Papers submitted to ICDAR 2021
In September 2021, the 16th International Conference on Document Analysis and Recognition (ICDAR) will take place in Lausanne, Switzerland. For the PERO project, we sent three papers to this conference and all them were also accepted. The first article deals with text line detection using a neural network model called ParseNet. The second article focuses on the ability to switch between different outputs of a neural network-based text recognizer using a Transcription-Style block. The last article presents a strategy for effective use of large amounts of unannotated data from a target domain when training a text recognizer.
The EGO-DOK project
The Military Historical Institute in Prague (VHÚ) has launched the EGO-DOK project, the aim of which is to digitize historical documents. After obtaining and scanning documents from institutions or private persons, the obtained data are processed using tools developed within the PERO project. The results of the processing are then handed over to the owner of the document and are also published in the Digital Study Room of the Ministry of Defense of the Czech Republic, similarly to the already processed military diaries.

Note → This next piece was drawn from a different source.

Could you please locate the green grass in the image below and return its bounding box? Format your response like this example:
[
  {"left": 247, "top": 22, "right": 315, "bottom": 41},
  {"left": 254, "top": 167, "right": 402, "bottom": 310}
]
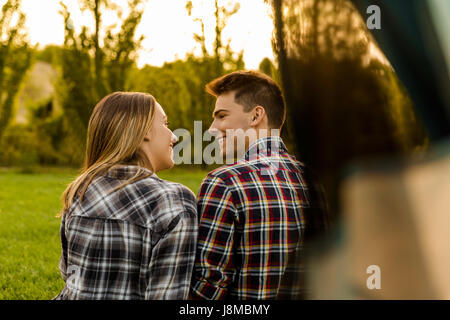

One of the organizations that use the services of our PERO-OCR automatic handwritten transcription software is Military Historical Institute in Prague (VHÚ). The result of this cooperation is a digitized military diary, which has already been imported into the Digital Study Room of the Ministry of Defense of the Czech Republic. "Můj Deňik", as this document is named, dates back to the First World War. The diary was processed using tools developed within the PERO project, and after importing into the Digital Study Room, it is possible to search in its content, or download the content of individual pages of the diary.